One of the interesting things about T-SQL Tuesday is that it’s a 24-hour event. So, being on the east coast of the US, I get the chance to read some of the blog posts for the event on Monday night, before I actually post mine, though I usually write them ahead of time. Last night I saw that Rob Farley (twitter | blog) had posted his T-SQL Tuesday post. Reading it, I came to a horrifying realization – Rob and I think alike! (If you know Rob, you’ll realize that’s a lot scarier than it sounds). His post and thought process was very similar to mine – though, while I did think about the screen resolution joke, I had the good sense not to mention it.

Seriously, since Rob’s one of the smartest guys I know, I think it’s pretty cool that we had the same approach.

This month’s T-SQL Tuesday is being hosted by Jen McCown (twitter | blog). She chose the topic of resolutions, with the new year in mind. I’ve never been big on the traditional idea of resolutions, and usually focus more on goals that I revisit on a regular basis.

So I started thinking about other ways that I could blog about resolutions, and the idea of resolving problems came to mind pretty quickly. In the roles I’ve filled over the last several years, I was often called in to deal with problems (technical and non-technical). The scope of the problems could vary quite a bit, from simple, 5 minute technical issues (“Why won’t my cube process?”) to business problems requiring full projects (“I need to analyze student performance and determine what factors impact it most heavily.”). One of the trends that I’ve noticed around solving problems is the shift from resolving the problem to simply fixing the glitch.

What’s the difference?

Well, just a second there, professor. We, uh, we fixed the *glitch*. So he won’t be receiving a paycheck anymore, so it’ll just work itself out naturally.
-Office Space

 

When you fix the glitch, you are basically looking for the quickest, cheapest, least effort patch to getting the immediate results you desire. When you resolve a problem, you are making sure the root cause of the issue is fixed, so that the problem doesn’t resurface in a new form a few months later, and so that you address the logical ramifications of the problem.
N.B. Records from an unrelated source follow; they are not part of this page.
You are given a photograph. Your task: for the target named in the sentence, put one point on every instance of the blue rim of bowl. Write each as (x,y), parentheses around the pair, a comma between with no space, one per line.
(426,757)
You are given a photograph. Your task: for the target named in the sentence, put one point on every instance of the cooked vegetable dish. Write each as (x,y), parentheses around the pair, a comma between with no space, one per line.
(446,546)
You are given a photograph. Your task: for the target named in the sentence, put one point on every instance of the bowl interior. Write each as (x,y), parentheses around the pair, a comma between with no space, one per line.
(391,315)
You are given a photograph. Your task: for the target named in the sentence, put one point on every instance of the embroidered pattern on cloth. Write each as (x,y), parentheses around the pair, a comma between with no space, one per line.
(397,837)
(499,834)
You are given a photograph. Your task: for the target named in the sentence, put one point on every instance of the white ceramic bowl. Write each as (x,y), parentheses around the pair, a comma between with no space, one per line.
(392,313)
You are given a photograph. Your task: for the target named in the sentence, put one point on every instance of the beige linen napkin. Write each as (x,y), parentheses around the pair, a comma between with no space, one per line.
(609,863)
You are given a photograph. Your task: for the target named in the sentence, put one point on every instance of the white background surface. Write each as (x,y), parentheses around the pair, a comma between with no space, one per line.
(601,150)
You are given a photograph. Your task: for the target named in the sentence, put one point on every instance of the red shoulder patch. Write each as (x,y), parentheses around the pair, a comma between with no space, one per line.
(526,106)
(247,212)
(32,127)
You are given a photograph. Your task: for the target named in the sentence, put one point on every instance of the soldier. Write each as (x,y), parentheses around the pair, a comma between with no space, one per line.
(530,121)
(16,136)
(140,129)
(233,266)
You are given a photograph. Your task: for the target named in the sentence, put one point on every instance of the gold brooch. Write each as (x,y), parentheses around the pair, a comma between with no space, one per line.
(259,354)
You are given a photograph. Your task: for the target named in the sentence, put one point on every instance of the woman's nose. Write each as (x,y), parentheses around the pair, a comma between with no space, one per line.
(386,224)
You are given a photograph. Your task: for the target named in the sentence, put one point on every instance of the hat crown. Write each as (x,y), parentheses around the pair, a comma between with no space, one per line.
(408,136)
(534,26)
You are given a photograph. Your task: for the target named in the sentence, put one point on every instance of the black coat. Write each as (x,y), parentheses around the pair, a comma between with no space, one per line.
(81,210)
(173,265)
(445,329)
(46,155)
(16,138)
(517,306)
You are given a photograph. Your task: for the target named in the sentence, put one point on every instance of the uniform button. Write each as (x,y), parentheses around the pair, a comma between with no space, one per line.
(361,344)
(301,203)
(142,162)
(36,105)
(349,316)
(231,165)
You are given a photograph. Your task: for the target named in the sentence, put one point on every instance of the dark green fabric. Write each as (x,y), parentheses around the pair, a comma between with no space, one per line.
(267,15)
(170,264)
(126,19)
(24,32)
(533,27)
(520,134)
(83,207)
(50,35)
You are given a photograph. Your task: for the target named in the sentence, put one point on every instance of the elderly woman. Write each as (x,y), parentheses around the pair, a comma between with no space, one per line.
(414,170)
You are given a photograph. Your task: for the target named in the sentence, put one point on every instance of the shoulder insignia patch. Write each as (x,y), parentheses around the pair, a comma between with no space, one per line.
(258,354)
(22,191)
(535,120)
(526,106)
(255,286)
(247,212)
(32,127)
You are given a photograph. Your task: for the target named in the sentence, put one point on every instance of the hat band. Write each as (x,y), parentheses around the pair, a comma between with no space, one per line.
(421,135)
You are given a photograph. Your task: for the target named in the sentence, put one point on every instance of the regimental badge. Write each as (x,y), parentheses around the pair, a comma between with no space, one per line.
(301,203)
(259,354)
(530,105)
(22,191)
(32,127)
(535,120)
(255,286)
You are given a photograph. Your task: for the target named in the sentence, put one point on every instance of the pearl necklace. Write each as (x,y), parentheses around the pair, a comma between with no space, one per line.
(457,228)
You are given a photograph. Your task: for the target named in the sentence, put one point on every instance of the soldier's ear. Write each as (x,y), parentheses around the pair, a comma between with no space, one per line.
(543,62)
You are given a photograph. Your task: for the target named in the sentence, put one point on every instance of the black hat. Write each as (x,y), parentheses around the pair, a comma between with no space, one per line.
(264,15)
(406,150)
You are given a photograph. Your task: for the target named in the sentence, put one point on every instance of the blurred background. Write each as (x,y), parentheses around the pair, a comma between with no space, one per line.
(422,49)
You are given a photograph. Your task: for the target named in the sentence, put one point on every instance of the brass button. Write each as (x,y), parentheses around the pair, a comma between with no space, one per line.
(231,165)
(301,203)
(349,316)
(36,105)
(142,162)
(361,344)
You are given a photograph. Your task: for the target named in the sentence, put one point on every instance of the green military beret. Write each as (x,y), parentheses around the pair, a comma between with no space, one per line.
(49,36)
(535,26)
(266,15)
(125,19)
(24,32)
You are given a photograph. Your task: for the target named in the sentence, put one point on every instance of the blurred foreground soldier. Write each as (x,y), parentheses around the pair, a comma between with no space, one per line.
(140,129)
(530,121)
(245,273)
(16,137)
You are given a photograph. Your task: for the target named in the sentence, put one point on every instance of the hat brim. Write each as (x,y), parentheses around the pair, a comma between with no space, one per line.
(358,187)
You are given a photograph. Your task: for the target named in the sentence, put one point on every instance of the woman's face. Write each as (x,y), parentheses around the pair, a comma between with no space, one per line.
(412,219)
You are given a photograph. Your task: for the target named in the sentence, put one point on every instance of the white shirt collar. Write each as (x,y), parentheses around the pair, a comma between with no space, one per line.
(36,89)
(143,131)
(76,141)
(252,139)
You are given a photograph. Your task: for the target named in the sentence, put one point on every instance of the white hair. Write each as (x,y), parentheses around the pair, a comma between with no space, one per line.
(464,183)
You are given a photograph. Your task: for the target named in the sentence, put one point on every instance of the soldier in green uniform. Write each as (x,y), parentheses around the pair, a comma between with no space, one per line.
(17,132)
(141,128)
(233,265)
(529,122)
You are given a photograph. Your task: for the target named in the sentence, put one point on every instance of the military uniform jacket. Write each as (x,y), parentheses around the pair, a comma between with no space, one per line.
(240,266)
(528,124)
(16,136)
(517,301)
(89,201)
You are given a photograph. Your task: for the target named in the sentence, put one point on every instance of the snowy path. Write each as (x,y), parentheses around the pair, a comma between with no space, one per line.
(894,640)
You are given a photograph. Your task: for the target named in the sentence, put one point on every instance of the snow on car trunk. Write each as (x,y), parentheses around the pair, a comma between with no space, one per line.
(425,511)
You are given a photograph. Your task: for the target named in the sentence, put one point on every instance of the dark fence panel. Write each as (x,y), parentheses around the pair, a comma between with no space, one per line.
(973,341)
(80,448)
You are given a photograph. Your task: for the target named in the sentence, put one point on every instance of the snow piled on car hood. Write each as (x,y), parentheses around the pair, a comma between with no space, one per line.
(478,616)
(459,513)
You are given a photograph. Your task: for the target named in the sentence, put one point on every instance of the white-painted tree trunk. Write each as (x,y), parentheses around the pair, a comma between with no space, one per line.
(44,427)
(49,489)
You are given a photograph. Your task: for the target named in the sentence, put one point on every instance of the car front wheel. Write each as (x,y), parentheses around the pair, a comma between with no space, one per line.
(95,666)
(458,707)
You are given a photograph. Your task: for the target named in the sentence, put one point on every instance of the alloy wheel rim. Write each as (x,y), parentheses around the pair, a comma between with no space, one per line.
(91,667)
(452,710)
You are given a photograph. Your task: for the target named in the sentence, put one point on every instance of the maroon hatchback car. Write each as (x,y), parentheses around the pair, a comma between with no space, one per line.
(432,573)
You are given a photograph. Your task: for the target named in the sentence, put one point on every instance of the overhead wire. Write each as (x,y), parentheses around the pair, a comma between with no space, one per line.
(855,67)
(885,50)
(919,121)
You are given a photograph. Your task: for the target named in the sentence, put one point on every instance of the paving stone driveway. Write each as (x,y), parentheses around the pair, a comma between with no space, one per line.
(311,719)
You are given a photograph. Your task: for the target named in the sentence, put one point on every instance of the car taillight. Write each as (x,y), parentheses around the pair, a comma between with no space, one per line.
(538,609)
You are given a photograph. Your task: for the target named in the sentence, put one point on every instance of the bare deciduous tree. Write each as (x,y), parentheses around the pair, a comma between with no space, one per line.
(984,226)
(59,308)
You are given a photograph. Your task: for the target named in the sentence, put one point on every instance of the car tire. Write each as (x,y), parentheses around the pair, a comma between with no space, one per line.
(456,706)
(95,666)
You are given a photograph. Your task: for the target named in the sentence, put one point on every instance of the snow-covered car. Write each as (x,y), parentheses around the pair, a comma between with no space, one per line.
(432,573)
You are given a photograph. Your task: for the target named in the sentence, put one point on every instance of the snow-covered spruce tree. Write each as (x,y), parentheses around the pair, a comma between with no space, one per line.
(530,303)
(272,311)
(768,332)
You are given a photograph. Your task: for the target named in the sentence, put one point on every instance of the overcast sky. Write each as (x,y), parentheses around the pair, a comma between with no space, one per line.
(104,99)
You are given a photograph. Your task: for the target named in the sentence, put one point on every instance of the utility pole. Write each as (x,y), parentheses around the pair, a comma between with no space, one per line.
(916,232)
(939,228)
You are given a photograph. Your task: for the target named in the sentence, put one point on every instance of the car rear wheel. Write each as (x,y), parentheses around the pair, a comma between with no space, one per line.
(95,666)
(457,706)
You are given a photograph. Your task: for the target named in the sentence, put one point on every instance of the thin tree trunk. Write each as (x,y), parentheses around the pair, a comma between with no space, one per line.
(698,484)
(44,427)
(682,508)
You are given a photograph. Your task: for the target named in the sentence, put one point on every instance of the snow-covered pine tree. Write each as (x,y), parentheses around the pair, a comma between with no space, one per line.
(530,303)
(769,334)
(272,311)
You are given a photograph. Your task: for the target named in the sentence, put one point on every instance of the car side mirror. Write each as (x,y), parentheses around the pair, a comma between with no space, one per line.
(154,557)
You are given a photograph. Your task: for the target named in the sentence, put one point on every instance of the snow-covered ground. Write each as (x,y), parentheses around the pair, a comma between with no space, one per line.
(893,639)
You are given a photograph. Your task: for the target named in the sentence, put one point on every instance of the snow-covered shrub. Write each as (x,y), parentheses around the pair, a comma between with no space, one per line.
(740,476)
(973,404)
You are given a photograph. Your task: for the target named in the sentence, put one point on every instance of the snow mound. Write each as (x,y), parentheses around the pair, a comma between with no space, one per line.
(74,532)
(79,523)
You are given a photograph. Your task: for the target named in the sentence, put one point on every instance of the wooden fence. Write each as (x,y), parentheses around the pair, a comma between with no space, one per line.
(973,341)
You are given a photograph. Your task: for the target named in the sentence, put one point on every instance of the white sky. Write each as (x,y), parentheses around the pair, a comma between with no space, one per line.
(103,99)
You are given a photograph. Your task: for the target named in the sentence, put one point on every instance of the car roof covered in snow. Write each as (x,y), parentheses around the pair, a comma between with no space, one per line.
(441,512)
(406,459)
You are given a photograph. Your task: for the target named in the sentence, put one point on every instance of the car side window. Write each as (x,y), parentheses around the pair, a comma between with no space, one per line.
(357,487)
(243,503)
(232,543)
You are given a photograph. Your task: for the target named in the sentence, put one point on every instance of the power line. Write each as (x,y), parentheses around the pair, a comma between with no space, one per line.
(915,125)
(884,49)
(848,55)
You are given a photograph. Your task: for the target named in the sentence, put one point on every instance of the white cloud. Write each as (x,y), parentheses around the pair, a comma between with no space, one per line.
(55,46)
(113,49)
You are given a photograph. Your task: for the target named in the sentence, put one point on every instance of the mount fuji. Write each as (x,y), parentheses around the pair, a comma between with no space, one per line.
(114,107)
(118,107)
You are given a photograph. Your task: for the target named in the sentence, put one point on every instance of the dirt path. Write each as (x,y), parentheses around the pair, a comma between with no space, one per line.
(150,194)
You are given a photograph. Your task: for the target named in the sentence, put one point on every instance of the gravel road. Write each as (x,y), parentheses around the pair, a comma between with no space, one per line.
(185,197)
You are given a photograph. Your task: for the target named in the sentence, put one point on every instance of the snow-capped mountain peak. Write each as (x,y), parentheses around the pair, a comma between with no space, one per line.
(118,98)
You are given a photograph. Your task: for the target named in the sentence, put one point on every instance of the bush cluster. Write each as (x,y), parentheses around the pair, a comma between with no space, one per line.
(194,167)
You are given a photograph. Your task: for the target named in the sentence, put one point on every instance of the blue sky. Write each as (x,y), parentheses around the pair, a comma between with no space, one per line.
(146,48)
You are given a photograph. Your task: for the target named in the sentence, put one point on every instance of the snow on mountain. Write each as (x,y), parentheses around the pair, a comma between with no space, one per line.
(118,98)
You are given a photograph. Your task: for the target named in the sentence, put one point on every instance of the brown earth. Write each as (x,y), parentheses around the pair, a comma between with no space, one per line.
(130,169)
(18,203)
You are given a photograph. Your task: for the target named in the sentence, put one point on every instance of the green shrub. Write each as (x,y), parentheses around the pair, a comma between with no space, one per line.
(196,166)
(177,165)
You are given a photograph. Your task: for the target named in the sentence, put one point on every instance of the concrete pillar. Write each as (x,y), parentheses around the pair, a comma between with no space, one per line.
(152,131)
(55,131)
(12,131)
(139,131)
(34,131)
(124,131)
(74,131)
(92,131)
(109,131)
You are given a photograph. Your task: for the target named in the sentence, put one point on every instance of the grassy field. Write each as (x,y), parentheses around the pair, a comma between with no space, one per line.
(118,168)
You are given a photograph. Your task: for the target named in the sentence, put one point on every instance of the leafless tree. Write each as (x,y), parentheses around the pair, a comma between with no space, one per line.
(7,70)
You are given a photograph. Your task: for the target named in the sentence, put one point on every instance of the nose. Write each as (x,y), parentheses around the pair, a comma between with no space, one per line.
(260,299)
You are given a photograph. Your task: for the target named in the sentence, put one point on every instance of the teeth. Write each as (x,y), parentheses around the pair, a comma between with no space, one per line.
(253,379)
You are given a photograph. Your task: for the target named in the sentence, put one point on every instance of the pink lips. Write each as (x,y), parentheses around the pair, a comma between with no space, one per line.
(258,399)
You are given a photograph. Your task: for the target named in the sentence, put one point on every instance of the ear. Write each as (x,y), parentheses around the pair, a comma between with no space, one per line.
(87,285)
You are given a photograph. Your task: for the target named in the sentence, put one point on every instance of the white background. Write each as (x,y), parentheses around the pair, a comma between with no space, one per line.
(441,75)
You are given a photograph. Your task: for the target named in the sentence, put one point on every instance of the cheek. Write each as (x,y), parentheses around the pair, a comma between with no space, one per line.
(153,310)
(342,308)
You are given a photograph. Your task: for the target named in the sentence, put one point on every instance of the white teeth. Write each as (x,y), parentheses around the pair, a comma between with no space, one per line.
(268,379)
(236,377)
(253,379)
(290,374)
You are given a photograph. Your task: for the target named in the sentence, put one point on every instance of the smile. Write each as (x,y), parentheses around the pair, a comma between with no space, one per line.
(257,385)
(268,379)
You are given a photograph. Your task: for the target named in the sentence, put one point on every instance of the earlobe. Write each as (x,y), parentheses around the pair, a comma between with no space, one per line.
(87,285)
Of course, fixing the glitch is sometimes appropriate. If you have a server down situation and 50 people sitting around twiddling their thumbs till it’s back up, you need to get that fixed immediately. However, all too often, it stops there. Rather than investigating the root cause and how to prevent it, often the reaction is “It’s working – now back to business as usual.”

The biggest issue with fixing the glitch is that it sets you up for future failure. Most of the time, the patch fails to prevent issues because it didn’t address the problem completely. Even if the patch continues working, it’s creating something that will have to be worked around in the future. We’ve all dealt with those systems that have so many patches and quick fixes that everyone is scared to make any changes to them, for fear of breaking something else.

Resolving Problems

One of my goals for this year is to avoid quick fixes, and focus on resolving the root problems. That’s sometimes painful in the short term, as you don’t get that immediate satisfaction of resolving a problem 5 minutes into the conversation. The benefit, though, is that you won’t have to keep dealing with that same problem on a recurring basis for the next 5 years, so it’s a price I’m willing to pay.